#### Please Solve RD Sharma Class 12 Chapter 19 Definite Integrals Exercise Revision Exercise Question 43 Maths Textbook Solution.

Answer:  $\frac{\pi^{2}}{2ab}$

Hint: To solve this equation we will convert statement in terms of tan and sec.

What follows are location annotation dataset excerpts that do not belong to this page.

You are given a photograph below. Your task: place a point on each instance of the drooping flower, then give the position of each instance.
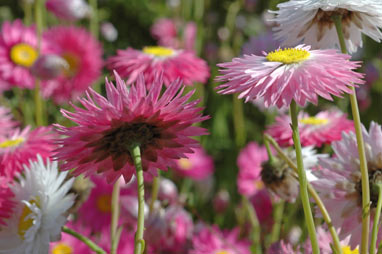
(198, 166)
(150, 61)
(18, 147)
(311, 22)
(41, 203)
(213, 240)
(83, 55)
(339, 181)
(18, 52)
(298, 74)
(323, 128)
(107, 128)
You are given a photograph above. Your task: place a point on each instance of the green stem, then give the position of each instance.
(139, 245)
(302, 180)
(361, 150)
(115, 209)
(313, 193)
(374, 234)
(93, 246)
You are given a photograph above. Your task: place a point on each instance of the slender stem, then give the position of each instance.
(374, 234)
(256, 245)
(93, 246)
(312, 192)
(115, 216)
(302, 180)
(361, 150)
(139, 245)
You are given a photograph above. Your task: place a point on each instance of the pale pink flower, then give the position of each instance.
(107, 128)
(198, 166)
(339, 181)
(19, 147)
(323, 128)
(150, 61)
(83, 55)
(298, 74)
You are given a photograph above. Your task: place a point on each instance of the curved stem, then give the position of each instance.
(302, 180)
(139, 242)
(313, 193)
(361, 150)
(93, 246)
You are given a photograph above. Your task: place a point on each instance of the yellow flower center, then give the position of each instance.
(11, 142)
(314, 121)
(23, 54)
(185, 164)
(347, 250)
(288, 55)
(104, 203)
(62, 248)
(25, 223)
(73, 64)
(158, 51)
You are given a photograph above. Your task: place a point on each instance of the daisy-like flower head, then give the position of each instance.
(214, 241)
(173, 63)
(298, 74)
(17, 147)
(339, 181)
(18, 52)
(83, 55)
(310, 22)
(41, 203)
(107, 128)
(323, 128)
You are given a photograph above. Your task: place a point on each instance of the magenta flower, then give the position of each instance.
(298, 74)
(83, 54)
(19, 147)
(198, 166)
(213, 241)
(323, 128)
(150, 61)
(108, 127)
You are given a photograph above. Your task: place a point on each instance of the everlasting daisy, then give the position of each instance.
(339, 183)
(107, 128)
(323, 128)
(17, 147)
(41, 203)
(150, 61)
(310, 22)
(298, 74)
(83, 55)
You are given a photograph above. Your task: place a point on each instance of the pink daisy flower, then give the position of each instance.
(19, 147)
(339, 183)
(298, 74)
(198, 166)
(83, 54)
(108, 127)
(323, 128)
(18, 52)
(173, 63)
(214, 241)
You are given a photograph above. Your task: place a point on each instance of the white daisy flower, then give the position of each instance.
(41, 203)
(310, 22)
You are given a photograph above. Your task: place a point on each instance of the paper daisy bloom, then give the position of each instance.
(310, 22)
(323, 128)
(83, 55)
(298, 74)
(18, 147)
(339, 181)
(107, 128)
(41, 203)
(152, 60)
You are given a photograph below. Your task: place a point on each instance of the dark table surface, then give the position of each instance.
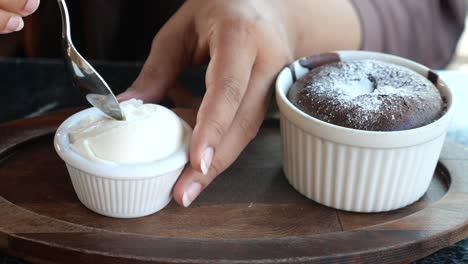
(34, 87)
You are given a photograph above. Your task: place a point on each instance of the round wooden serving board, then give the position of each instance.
(249, 215)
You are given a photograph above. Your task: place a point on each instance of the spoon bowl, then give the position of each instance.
(84, 76)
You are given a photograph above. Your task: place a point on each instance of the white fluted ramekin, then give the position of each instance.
(356, 170)
(121, 190)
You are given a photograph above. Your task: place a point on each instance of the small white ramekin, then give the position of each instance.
(356, 170)
(118, 190)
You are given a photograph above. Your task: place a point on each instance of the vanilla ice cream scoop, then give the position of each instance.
(150, 132)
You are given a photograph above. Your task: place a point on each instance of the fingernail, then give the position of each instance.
(15, 23)
(31, 6)
(205, 162)
(191, 193)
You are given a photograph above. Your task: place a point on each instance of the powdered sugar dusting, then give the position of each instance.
(363, 93)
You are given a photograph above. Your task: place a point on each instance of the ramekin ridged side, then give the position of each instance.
(355, 178)
(355, 170)
(121, 190)
(123, 198)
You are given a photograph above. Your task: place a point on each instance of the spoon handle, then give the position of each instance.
(65, 20)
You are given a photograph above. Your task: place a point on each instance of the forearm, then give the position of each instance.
(322, 26)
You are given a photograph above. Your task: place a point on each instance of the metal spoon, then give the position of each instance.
(84, 76)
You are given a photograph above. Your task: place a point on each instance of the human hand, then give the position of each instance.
(12, 13)
(246, 43)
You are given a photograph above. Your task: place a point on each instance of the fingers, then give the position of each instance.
(169, 56)
(10, 22)
(19, 7)
(232, 58)
(243, 129)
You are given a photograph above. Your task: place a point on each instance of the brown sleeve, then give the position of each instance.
(426, 31)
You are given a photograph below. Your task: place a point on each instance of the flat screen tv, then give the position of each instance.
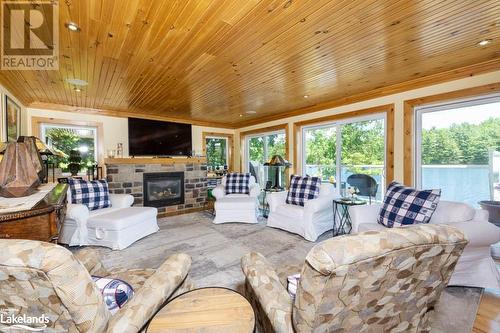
(158, 138)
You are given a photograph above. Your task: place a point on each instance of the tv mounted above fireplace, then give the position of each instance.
(158, 138)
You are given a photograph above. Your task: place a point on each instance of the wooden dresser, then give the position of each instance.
(42, 222)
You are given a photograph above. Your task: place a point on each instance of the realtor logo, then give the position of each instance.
(30, 33)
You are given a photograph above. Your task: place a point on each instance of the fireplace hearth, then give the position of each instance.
(163, 189)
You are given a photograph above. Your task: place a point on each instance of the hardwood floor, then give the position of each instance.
(488, 315)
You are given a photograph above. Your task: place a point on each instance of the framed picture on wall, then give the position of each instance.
(12, 120)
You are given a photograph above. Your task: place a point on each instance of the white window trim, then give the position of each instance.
(338, 124)
(227, 144)
(419, 111)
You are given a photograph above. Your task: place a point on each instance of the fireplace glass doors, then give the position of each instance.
(163, 189)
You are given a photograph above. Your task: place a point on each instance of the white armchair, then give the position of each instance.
(115, 227)
(475, 268)
(236, 207)
(310, 221)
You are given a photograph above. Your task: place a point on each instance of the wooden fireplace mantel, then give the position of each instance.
(151, 160)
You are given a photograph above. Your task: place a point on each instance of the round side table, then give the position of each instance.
(217, 310)
(342, 223)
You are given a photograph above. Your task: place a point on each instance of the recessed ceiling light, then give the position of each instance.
(77, 82)
(72, 26)
(484, 42)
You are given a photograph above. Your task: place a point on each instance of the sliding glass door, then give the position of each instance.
(353, 146)
(456, 147)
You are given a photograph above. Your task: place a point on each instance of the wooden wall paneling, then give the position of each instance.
(199, 60)
(230, 141)
(409, 120)
(388, 109)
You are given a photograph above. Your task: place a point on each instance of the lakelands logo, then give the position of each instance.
(30, 35)
(23, 323)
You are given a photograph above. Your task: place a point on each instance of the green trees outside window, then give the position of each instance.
(362, 148)
(69, 139)
(216, 152)
(462, 143)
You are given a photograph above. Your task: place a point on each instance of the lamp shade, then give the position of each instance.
(277, 160)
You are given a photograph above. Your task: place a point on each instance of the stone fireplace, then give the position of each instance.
(163, 189)
(173, 185)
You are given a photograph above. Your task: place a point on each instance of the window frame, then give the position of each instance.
(420, 110)
(229, 146)
(337, 124)
(261, 135)
(261, 132)
(409, 120)
(36, 131)
(44, 126)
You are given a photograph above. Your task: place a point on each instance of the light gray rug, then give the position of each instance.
(216, 251)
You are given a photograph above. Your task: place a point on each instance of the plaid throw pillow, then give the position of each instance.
(405, 205)
(116, 293)
(302, 189)
(238, 183)
(93, 194)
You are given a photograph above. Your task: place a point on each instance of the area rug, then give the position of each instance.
(216, 251)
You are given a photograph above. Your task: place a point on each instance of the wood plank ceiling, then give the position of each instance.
(212, 61)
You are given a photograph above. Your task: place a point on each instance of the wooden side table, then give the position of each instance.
(342, 223)
(217, 310)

Given:  $\int_{0}^{\pi} \frac{x}{a^{2} \cos ^{2} x+b^{2} \sin ^{2} x} d x$

Solution:

\begin{aligned} & \int_{0}^{a} f(x) d x=\int_{0}^{a} f(a-x) d x \\ & \end{aligned}

$I=\int_{0}^{\pi} \frac{x}{a^{2} \cos ^{2} x+b^{2} \sin ^{2} x} d x$

\begin{aligned} I &=\int_{0}^{\pi} \frac{\pi-x}{a^{2} \cos ^{2} x+b^{2} \sin ^{2} x} d x \\ \end{aligned}

$I =\int_{0}^{\pi} \frac{\pi}{a^{2} \cos ^{2} x+b^{2} \sin ^{2} x} d x-\int_{0}^{\pi} \frac{\pi}{a^{2} \cos ^{2} x+b^{2} \sin ^{2} x} d x$

\begin{aligned} &2 I=\int_{0}^{\pi} \frac{\pi}{a^{2} \cos ^{2} x+b^{2} \sin ^{2} x} d x \\ & \end{aligned}

$2 I=\pi \int_{0}^{\pi} \frac{1}{a^{2} \cos ^{2} x+b^{2} \sin ^{2} x} d x \\$

$I=\frac{\pi}{2} \int_{0}^{\pi} \frac{\sec ^{2} x}{a^{2}+b^{2} \tan ^{2} x} d x$

\begin{aligned} &I=\frac{\pi}{2} \times 2 \int_{0}^{\frac{\pi}{2}} \frac{\sec ^{2} x}{a^{2}+b^{2} \tan ^{2} x} d x \\ & \end{aligned}

$I=\frac{\pi}{b} \int_{0}^{\infty} \frac{1}{a^{2}+t^{2} d t}$                              $\left[\begin{array}{l} b \tan x=t \\ b \sec ^{2} d x=d t \end{array}\right]$

$I=\frac{\pi}{b}\left[\frac{1}{a} \tan ^{-} \frac{t}{a}\right]_{0}^{\infty}$

\begin{aligned} &I=\frac{\pi}{a b}\left[\tan ^{-1} \infty-\tan ^{-1} 0\right] \\ & \end{aligned}

$I=\frac{\pi}{a b}\left[\frac{\pi}{2}-0\right] \\$

$I=\frac{\pi^{2}}{2 a b}$